Re: Initial feedback on the well-known URI Proposal from Roy T. Fielding on 2012-03-06 (public-tracking@w3.org from March 2012)

From: Roy T. Fielding <fielding@gbiv.com>
Date: Tue, 6 Mar 2012 14:34:43 -0800
To: Matthias Schunter <mts@zurich.ibm.com>
Cc: Tracking Protection Working Group WG <public-tracking@w3.org>
Message-Id: <E46057BD-8A9C-49F4-8A96-9D9449B2D926@gbiv.com>

On Mar 6, 2012, at 1:14 AM, Matthias Schunter wrote:

> Headers may be easier to add to a site with federated management (many
> admins maintaining some URLs; not having control over the well-known URI).
> 
> In my mind, URIs are more coarse grained - best for making statements
> over a large portion of a  site while headers make small statements
> about a single URL retrieved.
> 
> As a consequence, a site where each URL may have a different response
> should live easier with headers; for retrieving the same info from a
> well-known URI, the whole site needs to be 'mirrored' under the
> well-known URI and the number of requests would double (Roy: Correct
> me if I am wrong!).

Actually, you are wrong, though for reasons that very few people would
anticipate.  First, the 'mirror' is not of the site but of the resource
namespace, and it ends at the first ancestor that has the same tracking
policy as all of its descendants.  Descendants would redirect up.
Second, there are no sites where every URL has its own tracking policy.
Finally, in the worst case, the site can simply pick the union of all
tracking behavior for the site and present that at the single
/.well-known/dnt --- we do not penalize sites for saying they track more
than they actually do for a given URI.

Tracking is not something that a singular resource owner on a larger
site infrastructure can control.  Typically, tracking is done on a
per site basis and imposed on all subsites.  For example, access logs
are collected and mined separately from the resource owners.  They might
even be extracted at load balancers instead of at the HTTP server.
Therefore, the URL owner would need to know exactly what all other
aspects of the resource handling infrastructure do with the request
data before they can claim whether tracking is active or not.
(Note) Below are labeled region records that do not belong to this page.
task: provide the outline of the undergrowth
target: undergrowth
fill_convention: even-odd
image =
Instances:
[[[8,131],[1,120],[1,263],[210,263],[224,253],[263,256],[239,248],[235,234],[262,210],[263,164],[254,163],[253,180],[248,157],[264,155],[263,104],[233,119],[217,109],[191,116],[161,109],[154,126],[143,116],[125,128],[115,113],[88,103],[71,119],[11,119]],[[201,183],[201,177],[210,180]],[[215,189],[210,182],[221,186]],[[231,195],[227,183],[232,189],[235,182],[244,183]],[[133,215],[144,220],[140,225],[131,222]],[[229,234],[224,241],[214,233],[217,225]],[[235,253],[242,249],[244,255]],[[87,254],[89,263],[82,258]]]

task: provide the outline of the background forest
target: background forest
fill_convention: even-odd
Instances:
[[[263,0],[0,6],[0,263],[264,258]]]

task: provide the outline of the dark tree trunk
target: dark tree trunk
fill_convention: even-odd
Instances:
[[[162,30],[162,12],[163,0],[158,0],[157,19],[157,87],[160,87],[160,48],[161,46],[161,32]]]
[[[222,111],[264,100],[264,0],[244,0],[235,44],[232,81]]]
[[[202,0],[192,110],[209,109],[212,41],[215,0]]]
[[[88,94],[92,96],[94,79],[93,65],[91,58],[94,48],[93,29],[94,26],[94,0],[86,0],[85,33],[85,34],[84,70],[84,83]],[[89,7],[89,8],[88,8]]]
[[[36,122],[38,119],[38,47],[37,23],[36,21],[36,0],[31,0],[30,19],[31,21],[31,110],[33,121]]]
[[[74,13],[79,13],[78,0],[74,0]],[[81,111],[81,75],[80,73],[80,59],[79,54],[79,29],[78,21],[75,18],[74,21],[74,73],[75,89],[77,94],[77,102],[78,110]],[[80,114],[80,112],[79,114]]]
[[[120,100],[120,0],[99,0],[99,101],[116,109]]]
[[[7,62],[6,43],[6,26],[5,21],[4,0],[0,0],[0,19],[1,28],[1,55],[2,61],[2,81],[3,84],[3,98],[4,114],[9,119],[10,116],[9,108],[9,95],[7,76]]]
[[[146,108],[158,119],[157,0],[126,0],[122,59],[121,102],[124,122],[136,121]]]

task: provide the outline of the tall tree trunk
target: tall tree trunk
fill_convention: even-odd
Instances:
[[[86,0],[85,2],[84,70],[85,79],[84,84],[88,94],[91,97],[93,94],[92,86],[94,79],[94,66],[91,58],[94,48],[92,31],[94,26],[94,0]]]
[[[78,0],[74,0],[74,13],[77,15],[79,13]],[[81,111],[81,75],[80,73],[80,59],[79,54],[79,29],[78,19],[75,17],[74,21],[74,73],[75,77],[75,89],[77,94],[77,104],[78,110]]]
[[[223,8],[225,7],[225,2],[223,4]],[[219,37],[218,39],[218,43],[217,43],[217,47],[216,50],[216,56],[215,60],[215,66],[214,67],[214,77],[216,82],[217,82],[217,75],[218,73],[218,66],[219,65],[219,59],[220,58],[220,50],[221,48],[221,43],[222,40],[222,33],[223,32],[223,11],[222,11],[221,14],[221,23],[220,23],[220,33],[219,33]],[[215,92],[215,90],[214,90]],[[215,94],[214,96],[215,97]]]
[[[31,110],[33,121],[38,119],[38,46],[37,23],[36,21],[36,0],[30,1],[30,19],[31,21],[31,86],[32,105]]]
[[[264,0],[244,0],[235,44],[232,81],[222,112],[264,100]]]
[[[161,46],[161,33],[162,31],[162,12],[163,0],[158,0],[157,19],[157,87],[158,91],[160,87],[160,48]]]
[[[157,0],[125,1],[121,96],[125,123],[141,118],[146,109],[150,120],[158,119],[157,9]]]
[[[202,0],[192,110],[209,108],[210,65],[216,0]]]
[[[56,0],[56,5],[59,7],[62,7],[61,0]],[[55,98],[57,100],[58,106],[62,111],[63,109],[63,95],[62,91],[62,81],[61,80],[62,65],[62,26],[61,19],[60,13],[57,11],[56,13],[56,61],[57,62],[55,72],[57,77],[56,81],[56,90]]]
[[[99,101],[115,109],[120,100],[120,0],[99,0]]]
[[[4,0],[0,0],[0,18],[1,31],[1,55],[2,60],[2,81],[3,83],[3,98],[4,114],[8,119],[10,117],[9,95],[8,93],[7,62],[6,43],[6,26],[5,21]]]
IBM.com is a good example of that.  An individual resource owner might
only be aware of their own project information, but the IBM branding group
applies a template to every page delivered which includes the header
about IBM, a set of javascript to do tracking, and a footer to explain
the IBM policies.  How much of "http://www.zurich.ibm.com/" is even
controlled by the Swiss organization?

In the CMS industry, it is very rare for authors to know what marketing
is doing on their own site unless they look at the HTML source generated
to the outside world.

....Roy

Received on Tuesday, 6 March 2012 22:35:03 UTC